Why Kenya cannot pay lip service to healthcare any more

A pharmacist puts medicine inside a bottle. PHOTO | JOSEPH KANYI | NATION MEDIA GROUP

What you need to know:

  • HIV prevalence rate has recently stabilised at 5.6 per cent, making it much less of plague than it was in 1999 when up to 40 per cent were thought to be infected in some communities and President Moi declared it a national disaster.
  • Mass distribution of insecticide-treated mosquito nets has significantly cut malaria deaths, especially among children under five.

  • Although Kenya is still ranked 15th among the 22 high TB burden countries in the world, it has put more patients on therapy and boasts one of the best treatment success rates.

Kenyan officials attending the Tokyo International Conference on African Development (Ticad) VI Summit will most likely ask for increased foreign funding to help ease the country’s disease burden.

Of course, they do have a strong case – considering the relative success of national control programmes for malaria, HIV/Aids, and TB.

The HIV prevalence rate has recently stabilised at 5.6 per cent, making it much less of plague than it was in 1999 when up to 40 per cent were thought to be infected in some communities and President Moi declared it a national disaster.

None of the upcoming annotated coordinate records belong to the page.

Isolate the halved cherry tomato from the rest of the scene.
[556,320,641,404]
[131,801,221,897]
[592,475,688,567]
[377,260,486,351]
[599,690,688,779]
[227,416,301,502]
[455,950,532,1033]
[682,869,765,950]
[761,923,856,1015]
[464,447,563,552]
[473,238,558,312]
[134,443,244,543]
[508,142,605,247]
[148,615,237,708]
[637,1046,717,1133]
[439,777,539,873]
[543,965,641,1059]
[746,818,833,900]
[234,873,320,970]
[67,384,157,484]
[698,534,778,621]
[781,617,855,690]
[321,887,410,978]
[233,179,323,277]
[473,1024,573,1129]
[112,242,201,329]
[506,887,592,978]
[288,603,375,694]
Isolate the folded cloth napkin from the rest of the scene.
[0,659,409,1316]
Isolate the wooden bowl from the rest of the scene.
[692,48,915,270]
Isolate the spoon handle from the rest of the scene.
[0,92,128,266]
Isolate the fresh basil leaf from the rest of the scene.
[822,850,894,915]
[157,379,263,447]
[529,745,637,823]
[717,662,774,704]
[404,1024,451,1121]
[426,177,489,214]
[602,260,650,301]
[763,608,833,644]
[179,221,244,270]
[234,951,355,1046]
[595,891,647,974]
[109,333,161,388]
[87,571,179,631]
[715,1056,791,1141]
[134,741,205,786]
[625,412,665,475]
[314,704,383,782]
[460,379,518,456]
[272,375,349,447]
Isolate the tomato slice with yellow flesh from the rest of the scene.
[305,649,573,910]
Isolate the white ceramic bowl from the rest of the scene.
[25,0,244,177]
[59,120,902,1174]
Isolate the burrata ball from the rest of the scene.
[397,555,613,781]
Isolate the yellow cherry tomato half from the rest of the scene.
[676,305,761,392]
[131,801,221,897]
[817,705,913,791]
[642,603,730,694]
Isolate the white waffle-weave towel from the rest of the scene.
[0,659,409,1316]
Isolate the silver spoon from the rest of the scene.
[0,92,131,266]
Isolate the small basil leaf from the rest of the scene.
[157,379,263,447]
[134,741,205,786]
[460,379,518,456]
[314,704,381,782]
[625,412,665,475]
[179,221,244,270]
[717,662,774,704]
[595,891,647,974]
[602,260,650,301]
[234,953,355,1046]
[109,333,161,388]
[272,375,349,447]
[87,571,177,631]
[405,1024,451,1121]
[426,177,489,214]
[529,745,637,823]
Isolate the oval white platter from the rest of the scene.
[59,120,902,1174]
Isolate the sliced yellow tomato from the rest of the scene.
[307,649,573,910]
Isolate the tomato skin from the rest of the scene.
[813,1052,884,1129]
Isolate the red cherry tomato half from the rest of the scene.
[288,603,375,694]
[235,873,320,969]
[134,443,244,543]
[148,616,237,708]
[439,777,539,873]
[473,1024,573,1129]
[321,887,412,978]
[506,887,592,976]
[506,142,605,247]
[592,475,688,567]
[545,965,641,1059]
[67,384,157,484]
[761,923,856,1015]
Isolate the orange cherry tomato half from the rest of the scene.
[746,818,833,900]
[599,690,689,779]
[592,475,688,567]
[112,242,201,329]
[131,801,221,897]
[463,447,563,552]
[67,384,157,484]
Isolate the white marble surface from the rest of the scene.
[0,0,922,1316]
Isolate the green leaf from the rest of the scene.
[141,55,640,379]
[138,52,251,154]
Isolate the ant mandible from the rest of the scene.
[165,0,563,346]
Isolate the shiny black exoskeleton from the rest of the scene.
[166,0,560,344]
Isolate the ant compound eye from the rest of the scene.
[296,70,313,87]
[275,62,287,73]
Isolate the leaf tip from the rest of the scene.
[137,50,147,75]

Mass distribution of insecticide-treated mosquito nets has significantly cut malaria deaths, especially among children under five.

And although Kenya is still ranked 15th among the 22 high TB burden countries in the world, it has put more patients on therapy and boasts one of the best treatment success rates.

But the elephant in the room at Ticad will be the fact that Kenya has been precariously relying on foreign aid to keep her citizens healthy.

A 2015 study by the advocacy group Results UK and the local health lobby Kanco found that 45 per cent of the health budget in Kenya is financed by donors.

THEIR WAR

The war against the second leading killer, HIV/Aids, is pretty much their war, with the donors picking the tab for 70 per cent of the health budget.

For all the gains registered in the fight against TB, it remains largely underfinanced with the government putting in only 23 per cent of the needed funds and donors coming through with 17 per cent.

A 60 per cent funding gap says a lot about the fact that Kenya contributes 80 per cent of the global TB.

There are no prizes for guessing why it is dangerous to put a nation’s public health at the mercy of foreigners.

A geopolitical earthquake in some part of the world, like the recent Brexit, could easily see a benefactor review its aid terms or even cut it.

A financial crisis of the scale that hit the rich countries in 2007 and 2008 will almost always force some form of austerity in which foreign aid is among the low-hanging fruits.

It turns out even the country’s better economic fortunes can be a problem!

According to the Results UK / Kanco study, Kenya will in the next three to five years begin to find it more difficult to access official development assistance in light of its new status as a lower-middle income country.

Organisations like the Global Fund to Fight AIDS, Tuberculosis and Malaria are expected to demand increased contributions from Kenya.

We didn’t have to get here though. In 2001, Kenya was among African countries that committed to allocate 15 per cent of their annual budgets to health by 2015. Fifteen years and a Constitution that guarantees quality healthcare to every citizen later, the health allocation stands at only 6.3 per cent.